Ari is just one of the many LGBTQ college students who love coffee. As Oct. 1 is International Coffee Day, Point wanted to take a moment to celebrate this staple beverage of the college experience and reflect on the connection between delicious iced coffee and the LGBTQ community.
“My ideal coffee order?" Ari said. "A hazelnut latte."
See one of Ari's self-made frothy drinks below.
How is the LGBTQ Community Connected to Coffee Culture?
“He gives me free iced coffee every time I go in which is every hour on the hour and thank you very much and occasionally on the half hour.”
- Jack McFarland (played by Sean Hayes) in the 2001 Will & Grace episode, "Coffee & Commitment.”
Although there’s no clear-cut connection between iced coffee and gender or sexuality, the continued popularity of iced coffee in LGBTQ culture has led to a very important phenomenon: the creation of LGBTQ cafes that cater to people in the LGBTQ community who are living sober lifestyles.

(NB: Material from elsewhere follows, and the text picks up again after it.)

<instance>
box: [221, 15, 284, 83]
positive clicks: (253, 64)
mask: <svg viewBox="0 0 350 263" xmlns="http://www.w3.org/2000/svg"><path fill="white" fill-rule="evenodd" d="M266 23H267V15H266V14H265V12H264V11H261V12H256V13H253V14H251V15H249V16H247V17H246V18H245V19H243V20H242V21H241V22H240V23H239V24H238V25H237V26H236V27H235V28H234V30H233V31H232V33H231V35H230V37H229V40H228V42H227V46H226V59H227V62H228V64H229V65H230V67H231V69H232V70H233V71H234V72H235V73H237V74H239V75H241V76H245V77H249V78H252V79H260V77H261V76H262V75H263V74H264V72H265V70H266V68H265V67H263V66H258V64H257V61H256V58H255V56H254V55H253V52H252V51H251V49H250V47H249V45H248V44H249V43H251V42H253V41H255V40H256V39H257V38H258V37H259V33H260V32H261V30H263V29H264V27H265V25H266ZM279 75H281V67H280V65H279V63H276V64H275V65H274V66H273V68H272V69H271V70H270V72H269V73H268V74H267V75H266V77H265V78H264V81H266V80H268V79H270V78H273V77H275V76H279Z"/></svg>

"We do everything friends do: we drink way too much iced coffee, we watch bad ‘90s movies, and hang out at Waffle House dreaming of college and gorging on carbs."
- Simon Spier (played by Nick Robinson) in Love, Simon.
In 2019, THEM published an article focused on the importance of sober spaces for the LGBTQ community. Places like Cutie’s in East Hollywood, Odd Fox Coffee in New York City, and Mutiny Information Café in Denver cater to populations that cannot otherwise access LGBTQ culture at their local gay bar. This includes people who choose to live sober lives and folks under the age of 21 (the majority of college students). Sober spaces for the LGBTQ community allow for greater intergenerational connection, more inclusivity and accessibility, and considerably more coffee consumption.
“The only gay thing I’ve done all weekend is a drink like a gallon of iced coffee.”
- Heather Hogan, Managing Editor of Autostraddle on Twitter, 2022.
On International Coffee Day, Point salutes all coffee lovers in the LGBTQ community and celebrates those who, like Point Community College Scholar, Lerkeshia Littlejohn, prefer tea.